Sandy Petersen (full name Carl Sanford Joslyn Petersen) is a game designer, best known for his work in creating the Call of Cthulhu roleplaying game, as well as providing supplements for Runequest 3rd edition. He has also worked on numerous /v/ games, and authored a regular computer and console gaming column for Dragon Magazine back in the day.

Despite being a practicing Mormon, he sees no conflict between his faith and the use of satanic and Lovecraftian elements in his works.

Tabletop Gaming[edit | edit source]

As stated above, Petersen is mostly of interest to /tg/ for his involvement in Call of Cthulhu, which was born of a combination of his childhood fascination with the Cthulhu Mythos created by H.P. Lovecraft and his interest in Dungeons & Dragons. He can be considered a spiritual successor to the tradition of Lovecraft and his friends freely trading names and concepts with each other and then expanding upon whatever they had taken to make the wider canon more fleshed out; through Call of Cthulhu, he has repeatedly taken the rather sparsely described and detailed monsters or civilizations of Yog-Sothery and expanded them to give them defined descriptions and depiction.

Basically, pick any Mythosian monster you like. Odds are good that something like 90% of the lore and details you think you know about them was actually cooked up by Petersen and his team.

Petersen is also the author of four specific RPG books:

  • S.Petersen's Field Guide to Cthulhu Monsters: Expanded lore and artwork for a selection of various "generic" Mythosian monsters.
  • S.Petersen's Field Guide to Creatures of the Dreamlands: Expanded lore and artwork for a selection of Mythosian monsters associated with Lovecraft's "Dreamlands" plane.
  • S.Petersen's Field Guide to Lovecraftian Horrors: A compilation of the previous books, with updated art and slightly reordered positioning of the monsters.

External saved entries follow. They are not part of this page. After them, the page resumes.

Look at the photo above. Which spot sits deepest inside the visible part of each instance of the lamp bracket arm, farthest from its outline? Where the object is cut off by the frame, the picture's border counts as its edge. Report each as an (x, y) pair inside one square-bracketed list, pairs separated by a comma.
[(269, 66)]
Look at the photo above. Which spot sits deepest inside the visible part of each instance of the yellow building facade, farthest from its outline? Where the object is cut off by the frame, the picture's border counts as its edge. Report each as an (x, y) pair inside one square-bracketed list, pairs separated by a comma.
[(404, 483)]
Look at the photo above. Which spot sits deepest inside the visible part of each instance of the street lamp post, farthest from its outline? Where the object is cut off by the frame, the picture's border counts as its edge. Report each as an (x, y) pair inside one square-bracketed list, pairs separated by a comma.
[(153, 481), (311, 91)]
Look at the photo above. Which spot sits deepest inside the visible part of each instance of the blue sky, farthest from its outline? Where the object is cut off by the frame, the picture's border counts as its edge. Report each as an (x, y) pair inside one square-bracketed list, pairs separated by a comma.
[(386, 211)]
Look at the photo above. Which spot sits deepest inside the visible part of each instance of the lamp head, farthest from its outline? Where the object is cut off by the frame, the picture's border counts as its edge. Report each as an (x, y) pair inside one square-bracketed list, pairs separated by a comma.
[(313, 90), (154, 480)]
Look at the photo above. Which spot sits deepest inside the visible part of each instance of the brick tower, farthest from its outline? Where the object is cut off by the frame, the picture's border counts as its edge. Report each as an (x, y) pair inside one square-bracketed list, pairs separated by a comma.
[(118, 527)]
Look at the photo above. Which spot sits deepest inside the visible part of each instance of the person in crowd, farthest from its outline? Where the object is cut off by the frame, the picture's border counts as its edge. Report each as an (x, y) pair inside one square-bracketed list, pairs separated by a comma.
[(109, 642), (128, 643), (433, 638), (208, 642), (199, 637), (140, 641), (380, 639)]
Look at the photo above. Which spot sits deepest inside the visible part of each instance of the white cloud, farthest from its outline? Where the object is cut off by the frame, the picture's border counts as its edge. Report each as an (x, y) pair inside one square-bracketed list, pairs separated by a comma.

The only real downside is lacking the gorgeous map of the Dreamlands from the "Creatures of the Dreamlands" field guide.
  • Sandy Petersen's Cthulhu Mythos: Splatbook for Dungeons & Dragons 5th Edition and Pathfinder First Edition, providing Mythosian monsters, deities, spells, magic items, subclass options and PC races for other systems.
  • Planet Apocalypse: A Dungeons & Dragons 5th Edition splatbook about adding post/mid-apocalyptic elements to your setting, specifically of the "fiendish invasion" variety... basically, it's a crossover book for merging D&D with DOOM.

Video Games[edit | edit source]

Petersen's earliest /v/-related work consists of involvement in several Microprose games: Darklands, Hyperspeed, Lightspeed, Sid Meier's Pirates! and Sword of the Samurai, as well as making minor contributions to Civilization.

He joined Id Software due to his interest in Wolfenstein 3D, doing so 10 weeks before the December 1993 release of Doom; he is credited with creating 19 levels for Doom 1, 15 levels for Doom 2, and 7 levels for the spiritual successor Quake, as well as influencing some of the monster design in these games. In June 1997, he moved on to Ensemble Studios, where he became a designer for several of their Age of Empires titles, specifically Rise of Rome, Age of Empires II: The Age of Kings, and Age of Empires II: The Conquerors Expansion. He was a frequent poster on the Heavengames forums under the username ES_Sandyman. He ran an extremely popular series of threads, "Ask Sandyman", where forum-goers could ask him about anything they wanted (though there were some questions he did not answer).